Tim Marlowe has a pretty predictable response for what Nebraska players think of operating in a no-huddle offense: “We love it. We get a lot more plays off.”

The no-huddle has been among the most significant changes for the Huskers with Tim Beck’s move from running backs coach to offensive coordinator. It’s something that Beck was a part of at Kansas, highlighted by the success of the Jayhawks’ offense in 2007.

A year ago, Nebraska ran 916 total plays for an average of 65.4 offensive snaps per game. Marlowe, a junior receiver, can see that increasing dramatically in 2011.

“I don’t know if we’ve talked about a certain amount, but definitely we’re going to get a lot more plays off,” Marlowe said. “I know teams like Oklahoma and that, that ran the no-huddle last year, they were getting about 100 a game.

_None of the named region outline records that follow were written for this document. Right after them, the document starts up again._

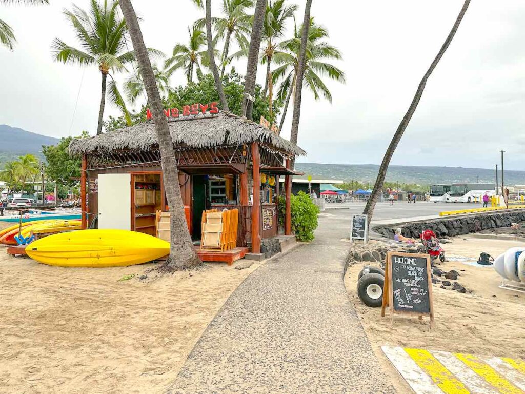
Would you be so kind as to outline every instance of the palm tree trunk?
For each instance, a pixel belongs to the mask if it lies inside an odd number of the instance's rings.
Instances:
[[[170,257],[163,266],[175,270],[191,268],[200,265],[201,262],[193,248],[192,239],[186,223],[181,188],[178,184],[178,170],[177,169],[177,161],[175,158],[173,141],[168,129],[167,121],[164,115],[160,95],[159,94],[155,82],[155,76],[151,69],[151,64],[150,63],[135,11],[130,0],[120,0],[119,4],[126,24],[129,29],[131,41],[136,53],[137,60],[142,72],[148,100],[153,110],[155,130],[159,140],[159,149],[161,153],[162,176],[168,206],[170,212],[171,212]]]
[[[212,36],[212,0],[206,0],[206,34],[208,43],[208,57],[209,58],[209,67],[213,74],[213,79],[215,81],[215,89],[219,94],[219,98],[223,105],[223,109],[229,111],[228,108],[228,100],[223,89],[223,82],[219,76],[219,70],[215,64],[215,57],[213,53],[213,37]]]
[[[264,89],[262,90],[262,98],[266,98],[266,95],[268,93],[268,76],[270,75],[270,73],[271,72],[270,71],[270,61],[269,59],[267,59],[268,61],[266,64],[266,80],[264,84]]]
[[[250,50],[248,54],[248,62],[246,66],[246,77],[244,81],[244,94],[243,97],[243,116],[247,119],[251,119],[251,110],[253,107],[251,101],[246,97],[246,94],[253,96],[255,91],[255,79],[257,76],[257,64],[259,63],[259,50],[261,46],[261,38],[262,36],[262,27],[264,17],[266,14],[266,3],[267,0],[257,0],[255,4],[255,12],[254,14],[254,26],[251,29],[251,38],[250,39]]]
[[[285,118],[286,117],[286,112],[288,110],[288,105],[290,103],[290,98],[292,97],[292,94],[295,89],[294,87],[295,86],[295,75],[293,76],[293,79],[292,81],[291,86],[290,87],[290,90],[288,91],[288,94],[286,96],[286,102],[285,103],[285,108],[282,109],[282,116],[281,117],[281,122],[279,125],[279,133],[282,131],[282,126],[285,124]]]
[[[100,97],[100,110],[99,111],[99,124],[97,127],[97,135],[102,134],[102,118],[104,116],[104,106],[106,105],[106,80],[108,75],[102,73],[102,94]]]
[[[222,79],[223,76],[224,75],[224,70],[226,68],[226,59],[228,57],[228,53],[229,51],[229,40],[231,36],[232,32],[229,29],[228,29],[228,32],[226,33],[226,37],[224,40],[224,49],[223,50],[223,67],[220,69],[221,79]]]
[[[302,31],[301,32],[301,48],[299,51],[299,65],[296,74],[296,91],[293,97],[293,116],[292,118],[291,134],[290,140],[297,143],[297,134],[299,132],[299,121],[301,117],[301,98],[302,94],[302,80],[304,76],[304,63],[306,60],[306,45],[308,40],[308,30],[310,29],[310,9],[312,0],[306,0],[304,6],[304,19],[302,22]],[[295,159],[292,159],[290,168],[293,169]]]
[[[437,64],[441,60],[441,58],[443,57],[443,55],[445,54],[445,51],[446,51],[447,49],[448,48],[448,46],[452,42],[452,39],[454,38],[456,32],[459,27],[459,24],[461,23],[461,19],[463,19],[465,13],[467,12],[467,9],[468,8],[468,5],[470,2],[470,0],[465,0],[465,3],[463,4],[463,7],[459,12],[459,15],[458,15],[457,19],[456,20],[456,23],[453,26],[450,32],[448,34],[447,39],[445,40],[443,46],[441,47],[441,49],[439,49],[439,51],[437,56],[436,56],[436,58],[434,59],[434,61],[430,65],[430,67],[429,67],[427,72],[425,73],[425,75],[423,76],[423,78],[421,80],[421,82],[419,82],[419,86],[417,87],[417,90],[416,91],[416,94],[414,96],[414,99],[410,104],[410,107],[408,107],[408,111],[406,111],[406,113],[403,117],[401,123],[400,123],[399,126],[397,127],[397,130],[396,130],[395,133],[394,134],[394,138],[392,138],[392,141],[390,142],[390,144],[386,150],[384,157],[383,158],[383,161],[381,162],[381,165],[379,167],[379,172],[377,173],[377,178],[376,179],[375,184],[374,185],[374,190],[372,191],[372,194],[369,198],[366,205],[365,206],[364,211],[363,211],[363,214],[366,215],[368,216],[369,223],[372,220],[372,217],[374,214],[374,208],[375,208],[375,204],[377,203],[377,199],[381,193],[383,184],[385,181],[385,177],[386,175],[386,170],[388,169],[388,164],[390,163],[390,160],[392,159],[392,155],[394,154],[394,152],[397,147],[397,144],[399,143],[399,141],[401,140],[401,137],[403,137],[403,134],[405,132],[405,129],[408,126],[408,123],[410,122],[410,120],[412,119],[414,112],[415,112],[416,108],[417,108],[417,105],[419,103],[419,100],[421,99],[421,96],[423,95],[423,91],[425,90],[425,86],[426,85],[427,80],[430,77],[430,74],[432,74],[434,69],[437,66]]]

“Huge difference. Just a lot more opportunities for your play-makers to make plays and really keep the defense on edge, don’t give them a second to breathe. And I think that’s what our offense is about.”

Marlowe said Beck talks about the no-huddle as the offense “having the hammer.”

“We have the last choice in what to do,” Marlowe said. “We always want to see what the defense is going to do. We see if they’re going to blitz. If they’re going to blitz, we’re going to check out of it and throw the ball. We always have the last call, and I think that’s a great thing.”